I stood there waiting. And, you know, I got this weird feeling that things weren’t going to be the same. Sam called feelings like that premonitions. She said we shouldn’t trust them. She consulted a palm reader when we were in the ninth grade, and she became an instant cynic. Still, that feeling rattled me because I wanted things to stay the same—?I liked my life just fine. If things could always be the way they were now. If only. And, you know, I didn’t like having this little conversation with myself—?and I wouldn’t have been having it if Sam had just had a sense of time. I knew what she was up to. Shoes. Sam could never decide on the shoes. And since it was the first day of school, it really mattered. Sam. Sam and her shoes.

Finally she came out of the house as I was texting Fito. His dramas were different from Sam’s. I’d never had to live in the kind of chaos Fito endured every day of his life, but I thought he was doing pretty well for himself.

“Hi,” Sam said as she walked over, oblivious to the fact that I’d been standing there waiting. She was wearing a blue dress. Her backpack matched her dress, and her earrings dangled in the soft breeze. And her shoes? Sandals. Sandals? I waited all this time for a pair of sandals she bought at Target?

“Great day,” she said, all smiles and enthusiasm.

“Sandals?” I said. “That’s what I was waiting for?”
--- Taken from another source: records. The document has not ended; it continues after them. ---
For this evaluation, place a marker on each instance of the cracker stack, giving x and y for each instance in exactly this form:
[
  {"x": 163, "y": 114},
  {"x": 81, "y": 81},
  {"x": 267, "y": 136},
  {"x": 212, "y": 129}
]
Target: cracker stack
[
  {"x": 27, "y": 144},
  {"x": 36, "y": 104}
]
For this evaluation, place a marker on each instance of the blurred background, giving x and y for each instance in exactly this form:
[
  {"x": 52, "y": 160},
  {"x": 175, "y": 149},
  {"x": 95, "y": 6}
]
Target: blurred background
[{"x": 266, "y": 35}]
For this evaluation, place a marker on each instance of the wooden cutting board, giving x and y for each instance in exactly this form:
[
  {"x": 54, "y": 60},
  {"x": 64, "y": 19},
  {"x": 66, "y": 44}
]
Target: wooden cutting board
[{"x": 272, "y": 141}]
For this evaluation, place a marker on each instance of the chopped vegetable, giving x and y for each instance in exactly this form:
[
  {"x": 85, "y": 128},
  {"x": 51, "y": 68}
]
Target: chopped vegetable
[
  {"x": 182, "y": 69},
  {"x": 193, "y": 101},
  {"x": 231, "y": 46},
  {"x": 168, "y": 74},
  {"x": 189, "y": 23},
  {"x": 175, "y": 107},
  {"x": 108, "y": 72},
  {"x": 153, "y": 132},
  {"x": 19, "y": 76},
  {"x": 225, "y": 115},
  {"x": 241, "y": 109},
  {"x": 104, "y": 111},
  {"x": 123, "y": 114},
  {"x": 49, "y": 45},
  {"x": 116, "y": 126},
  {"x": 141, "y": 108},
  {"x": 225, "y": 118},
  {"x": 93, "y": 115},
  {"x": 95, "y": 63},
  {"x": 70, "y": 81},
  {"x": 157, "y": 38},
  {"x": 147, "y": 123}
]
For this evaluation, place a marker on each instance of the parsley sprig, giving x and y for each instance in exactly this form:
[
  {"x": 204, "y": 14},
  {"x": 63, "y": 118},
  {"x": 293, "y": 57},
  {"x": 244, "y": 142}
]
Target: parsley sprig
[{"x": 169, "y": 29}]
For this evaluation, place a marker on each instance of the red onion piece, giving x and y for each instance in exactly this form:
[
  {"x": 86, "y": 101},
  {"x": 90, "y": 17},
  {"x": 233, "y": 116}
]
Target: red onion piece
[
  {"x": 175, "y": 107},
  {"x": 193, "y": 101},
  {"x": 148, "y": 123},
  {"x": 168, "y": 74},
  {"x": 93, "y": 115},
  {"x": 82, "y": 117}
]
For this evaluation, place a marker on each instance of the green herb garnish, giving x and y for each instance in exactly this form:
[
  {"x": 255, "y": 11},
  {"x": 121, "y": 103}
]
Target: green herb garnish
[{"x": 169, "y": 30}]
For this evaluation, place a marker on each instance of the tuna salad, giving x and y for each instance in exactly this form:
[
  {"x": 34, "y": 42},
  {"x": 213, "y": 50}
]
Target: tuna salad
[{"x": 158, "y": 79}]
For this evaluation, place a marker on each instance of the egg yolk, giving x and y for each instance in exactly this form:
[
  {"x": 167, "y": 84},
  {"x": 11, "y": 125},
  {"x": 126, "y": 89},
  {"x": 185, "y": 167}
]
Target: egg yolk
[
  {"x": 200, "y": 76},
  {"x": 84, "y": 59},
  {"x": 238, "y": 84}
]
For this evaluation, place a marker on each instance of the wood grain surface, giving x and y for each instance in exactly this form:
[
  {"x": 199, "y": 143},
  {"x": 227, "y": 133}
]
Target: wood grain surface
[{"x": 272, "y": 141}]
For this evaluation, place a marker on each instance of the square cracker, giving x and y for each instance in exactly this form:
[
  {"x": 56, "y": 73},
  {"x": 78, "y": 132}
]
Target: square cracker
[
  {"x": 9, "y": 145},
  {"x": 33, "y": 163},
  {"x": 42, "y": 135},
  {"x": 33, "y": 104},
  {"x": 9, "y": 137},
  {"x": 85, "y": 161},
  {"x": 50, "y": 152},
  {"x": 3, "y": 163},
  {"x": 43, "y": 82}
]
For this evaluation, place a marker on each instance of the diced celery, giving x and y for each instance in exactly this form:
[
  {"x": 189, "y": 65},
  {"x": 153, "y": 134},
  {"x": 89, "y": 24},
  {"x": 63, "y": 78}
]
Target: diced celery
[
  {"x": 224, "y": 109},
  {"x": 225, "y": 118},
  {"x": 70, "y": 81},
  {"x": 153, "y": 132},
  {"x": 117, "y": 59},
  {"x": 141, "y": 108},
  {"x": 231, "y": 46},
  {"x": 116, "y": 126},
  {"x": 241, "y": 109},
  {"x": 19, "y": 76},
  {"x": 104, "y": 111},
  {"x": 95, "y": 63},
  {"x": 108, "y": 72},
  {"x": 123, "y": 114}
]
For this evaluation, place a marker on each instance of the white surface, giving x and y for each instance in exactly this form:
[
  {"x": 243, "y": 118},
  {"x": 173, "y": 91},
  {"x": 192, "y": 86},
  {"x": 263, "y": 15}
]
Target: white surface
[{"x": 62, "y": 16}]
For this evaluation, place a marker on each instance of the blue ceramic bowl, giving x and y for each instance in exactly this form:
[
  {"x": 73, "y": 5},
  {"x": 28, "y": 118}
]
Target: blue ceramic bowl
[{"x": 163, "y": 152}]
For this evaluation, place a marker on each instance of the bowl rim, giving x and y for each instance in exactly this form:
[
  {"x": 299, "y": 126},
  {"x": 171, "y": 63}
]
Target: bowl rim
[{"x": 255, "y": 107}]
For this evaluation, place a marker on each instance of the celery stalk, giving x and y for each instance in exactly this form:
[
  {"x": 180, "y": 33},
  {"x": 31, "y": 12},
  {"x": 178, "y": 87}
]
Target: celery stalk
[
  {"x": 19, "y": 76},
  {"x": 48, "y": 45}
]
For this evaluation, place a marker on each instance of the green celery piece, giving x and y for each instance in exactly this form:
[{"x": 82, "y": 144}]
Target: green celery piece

She wasn’t going to let me throw her off her game. “They’re perfect.” She gave me another smile and kissed me on the cheek.

“What was that for?”

“For luck. Senior year.”

“Senior year. And then what?”

“College!”

“Don’t bring that word up again. That’s all we’ve talked about all summer.”

“Wrong. That’s all I’ve talked about. You were a little absent during those discussions.”

“Discussions. Is that what they were? I thought they were monologues.”

“Get over it. College! Life, baby!” She made a fist and held it high in the air.

“Yeah. Life,” I said.

She gave me one of her Sam looks. “First day. Let’s kick ass.”

We grinned at each other. And then we were on our way. To begin living.



The first day of school was completely forgettable. Usually I liked the first day—?everybody wearing new clothes and smiles of optimism, all the good thoughts in our heads, all the good attitudes floating around like gas balloons in a parade, and the pep rally slogans—?Let’s make this the greatest year ever! Our teachers were all about telling us how we had it in us to climb the ladder of success in hopes that we might actually get motivated to learn something. Maybe they were just trying to get us to modify our behavior. Let’s face it, a lot of our behavior needed to be modified. Sam said that ninety percent of El Paso High School students needed behavior modification therapy.

This year I just was not into this whole first-day experience. Nope. And then of course Ali Gomez sat in front of me in my AP English class for the third year in a row. Yeah, Ali, a leftover from past years who liked to flirt with me in hopes that I’d help her with her homework. As in do it for her. Like that was going to happen. I had no idea how she managed to get into AP classes. She was living proof that our educational system was questionable. Yeah, first day of school. For-get-ta-ble.